The commission from Arizona Opera fell through. But in the meantime, Frank established herself as a significant American composer, winning the Latin Grammy Award for best contemporary classical composition in 2009.
When the “Sueño” project was revived, San Diego Opera’s general director, David Bennett, took the lead. In 2015, he convinced San Francisco Opera to come onboard as a co-producer, securing the support needed to bring “Sueño” to the stage. Now, after further pandemic delays, the work will premiere at San Diego Opera on Oct. 29, with San Francisco’s production coming in June.
The material is well-trodden — Kahlo’s life and work have inspired films, books, dance and Robert Xavier Rodríguez’s musical theater-tinged opera “Frida” (1991) — but Frank and Cruz determined from the outset to take a novel approach to it. Instead of dramatizing Kahlo’s physical and emotional torments and her notoriously tempestuous relationship with Rivera realistically, they embed these biographical details in the mythic context of a Day of the Dead ritual. Motifs from their paintings are integral to the story — as is the act of painting itself.
“I thought: Let’s do something different,” said Cruz, 62, recalling the first time he and Frank met to discuss the project. Frank had gravitated toward Cruz, a Cuban American playwright and poet, after reading his “Anna in the Tropics,” which won the Pulitzer Prize for Drama in 2003. “It looked like a libretto,” she said, “with monologues that could obviously be arias and lots of witty banter with a great sense of rhythm that composers can get into.”
Thus began a collaboration that has shaped the development of the careers of these two artists. Over the course of the opera’s prolonged incubation, the pair have worked on about a dozen projects, from a brief choral piece about the assassination of the poet Federico García Lorca to “Conquest Requiem,” an oratorio inspired by the complex, contradictory legacy of the Nahua woman Malinche and her role in Cortés’s war against the Aztecs.
And the long postponement of “Sueño” had its upside. “The opera is different for having this long relationship,” Frank said.
When they started to work on it, Frank played samples of her music for Cruz, including “Requiem for a Magical America: El Día de los Muertos” (2006), a “folk requiem” ballet originally scored for band and dancers, and “La Llorona,” a viola concerto about death and the afterlife. Cruz found these pieces so evocative that he decided to use the Mexican folk tradition of the Day of the Dead to anchor the opera.
“What I love about that idea is that we go into a mythic landscape that is bigger than life,” he said. “I think those are the brushstrokes that an opera needs.”

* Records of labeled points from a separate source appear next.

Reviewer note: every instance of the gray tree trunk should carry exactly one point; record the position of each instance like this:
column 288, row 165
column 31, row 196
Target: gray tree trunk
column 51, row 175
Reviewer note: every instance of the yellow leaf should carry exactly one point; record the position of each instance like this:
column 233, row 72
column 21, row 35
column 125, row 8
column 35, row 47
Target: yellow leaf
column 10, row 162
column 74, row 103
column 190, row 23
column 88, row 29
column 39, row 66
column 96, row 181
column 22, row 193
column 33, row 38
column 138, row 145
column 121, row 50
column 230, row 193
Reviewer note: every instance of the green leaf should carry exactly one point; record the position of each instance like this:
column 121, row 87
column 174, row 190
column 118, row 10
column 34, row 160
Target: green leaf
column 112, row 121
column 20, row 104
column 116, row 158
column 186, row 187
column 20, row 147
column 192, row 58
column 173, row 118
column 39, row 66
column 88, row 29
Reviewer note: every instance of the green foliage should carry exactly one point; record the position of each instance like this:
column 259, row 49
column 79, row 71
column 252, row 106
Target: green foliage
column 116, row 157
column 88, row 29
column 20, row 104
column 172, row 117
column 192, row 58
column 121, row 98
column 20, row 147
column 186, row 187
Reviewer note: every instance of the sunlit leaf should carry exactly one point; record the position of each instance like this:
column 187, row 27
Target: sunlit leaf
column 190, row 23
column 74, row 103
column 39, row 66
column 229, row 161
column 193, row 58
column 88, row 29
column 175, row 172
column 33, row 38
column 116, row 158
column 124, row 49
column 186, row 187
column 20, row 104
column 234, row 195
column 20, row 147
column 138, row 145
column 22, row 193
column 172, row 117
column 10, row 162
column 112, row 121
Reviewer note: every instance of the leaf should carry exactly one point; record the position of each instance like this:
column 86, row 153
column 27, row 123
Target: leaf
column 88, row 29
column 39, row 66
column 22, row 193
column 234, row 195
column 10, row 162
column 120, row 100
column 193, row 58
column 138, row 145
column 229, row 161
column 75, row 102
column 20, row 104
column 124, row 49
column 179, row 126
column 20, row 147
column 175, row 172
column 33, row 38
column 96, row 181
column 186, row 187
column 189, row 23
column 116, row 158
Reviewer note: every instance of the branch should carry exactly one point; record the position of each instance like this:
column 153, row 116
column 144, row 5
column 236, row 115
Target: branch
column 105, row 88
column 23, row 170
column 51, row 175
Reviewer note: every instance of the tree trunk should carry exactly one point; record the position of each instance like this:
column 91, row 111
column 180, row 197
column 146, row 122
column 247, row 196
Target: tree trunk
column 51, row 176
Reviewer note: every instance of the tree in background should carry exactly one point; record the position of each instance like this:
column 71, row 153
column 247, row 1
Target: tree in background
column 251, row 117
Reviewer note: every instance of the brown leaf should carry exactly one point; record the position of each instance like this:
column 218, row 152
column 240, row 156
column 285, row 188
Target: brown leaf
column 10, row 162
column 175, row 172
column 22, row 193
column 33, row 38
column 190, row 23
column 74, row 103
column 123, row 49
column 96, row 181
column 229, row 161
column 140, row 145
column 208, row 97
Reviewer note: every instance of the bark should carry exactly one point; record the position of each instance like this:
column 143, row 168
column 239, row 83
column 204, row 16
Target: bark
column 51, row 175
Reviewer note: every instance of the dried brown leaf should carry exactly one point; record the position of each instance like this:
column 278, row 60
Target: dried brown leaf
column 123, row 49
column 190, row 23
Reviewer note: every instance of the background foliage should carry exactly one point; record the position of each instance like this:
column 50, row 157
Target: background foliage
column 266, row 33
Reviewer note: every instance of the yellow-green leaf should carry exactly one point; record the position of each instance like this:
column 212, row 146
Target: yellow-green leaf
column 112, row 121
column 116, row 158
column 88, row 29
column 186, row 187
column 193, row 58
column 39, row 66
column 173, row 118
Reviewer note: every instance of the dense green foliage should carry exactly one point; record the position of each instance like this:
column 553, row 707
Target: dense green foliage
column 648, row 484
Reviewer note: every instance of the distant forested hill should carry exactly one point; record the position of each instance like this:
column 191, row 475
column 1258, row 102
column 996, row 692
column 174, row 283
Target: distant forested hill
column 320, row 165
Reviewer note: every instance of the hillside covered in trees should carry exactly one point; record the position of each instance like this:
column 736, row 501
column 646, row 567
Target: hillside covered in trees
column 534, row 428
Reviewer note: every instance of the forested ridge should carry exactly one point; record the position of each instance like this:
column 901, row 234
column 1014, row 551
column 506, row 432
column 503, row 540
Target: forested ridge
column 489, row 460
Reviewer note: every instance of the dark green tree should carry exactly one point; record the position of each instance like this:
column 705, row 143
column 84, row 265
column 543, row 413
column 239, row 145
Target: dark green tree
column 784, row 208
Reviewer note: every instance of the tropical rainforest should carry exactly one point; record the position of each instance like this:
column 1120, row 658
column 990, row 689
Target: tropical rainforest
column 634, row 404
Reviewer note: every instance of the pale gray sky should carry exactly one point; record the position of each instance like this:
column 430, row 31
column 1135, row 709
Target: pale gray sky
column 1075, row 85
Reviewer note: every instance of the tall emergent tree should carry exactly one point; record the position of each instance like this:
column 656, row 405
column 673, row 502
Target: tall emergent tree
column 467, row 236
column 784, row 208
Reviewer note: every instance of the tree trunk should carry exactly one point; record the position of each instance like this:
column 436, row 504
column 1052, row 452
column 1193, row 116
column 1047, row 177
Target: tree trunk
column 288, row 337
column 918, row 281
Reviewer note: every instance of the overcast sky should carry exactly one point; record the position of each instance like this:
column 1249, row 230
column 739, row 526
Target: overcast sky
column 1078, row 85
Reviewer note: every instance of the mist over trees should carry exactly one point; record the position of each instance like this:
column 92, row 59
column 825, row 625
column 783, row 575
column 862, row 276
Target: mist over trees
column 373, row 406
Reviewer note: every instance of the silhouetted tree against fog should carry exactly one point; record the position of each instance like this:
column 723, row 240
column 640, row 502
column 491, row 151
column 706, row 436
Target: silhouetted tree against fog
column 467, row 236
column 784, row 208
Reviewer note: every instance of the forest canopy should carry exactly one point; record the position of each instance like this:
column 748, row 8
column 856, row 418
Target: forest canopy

The Spanish-language libretto he wrote uses the Day of the Dead to enact a reversal of the myth of Orpheus and Eurydice — a myth central to the history of opera itself. Frida crosses the threshold from the underworld to the living for the single day allotted and guides the ailing Diego back with her as he accepts his mortality.
The opera is replete with references to the pre-Columbian Mexican culture and folklore that so profoundly inspired Kahlo and Rivera. The realm where the departed souls reside is depicted as Mictlan, the Aztec underworld. Access back to the world of the living for the Day of the Dead ritual is controlled by Catrina, a trickster figure.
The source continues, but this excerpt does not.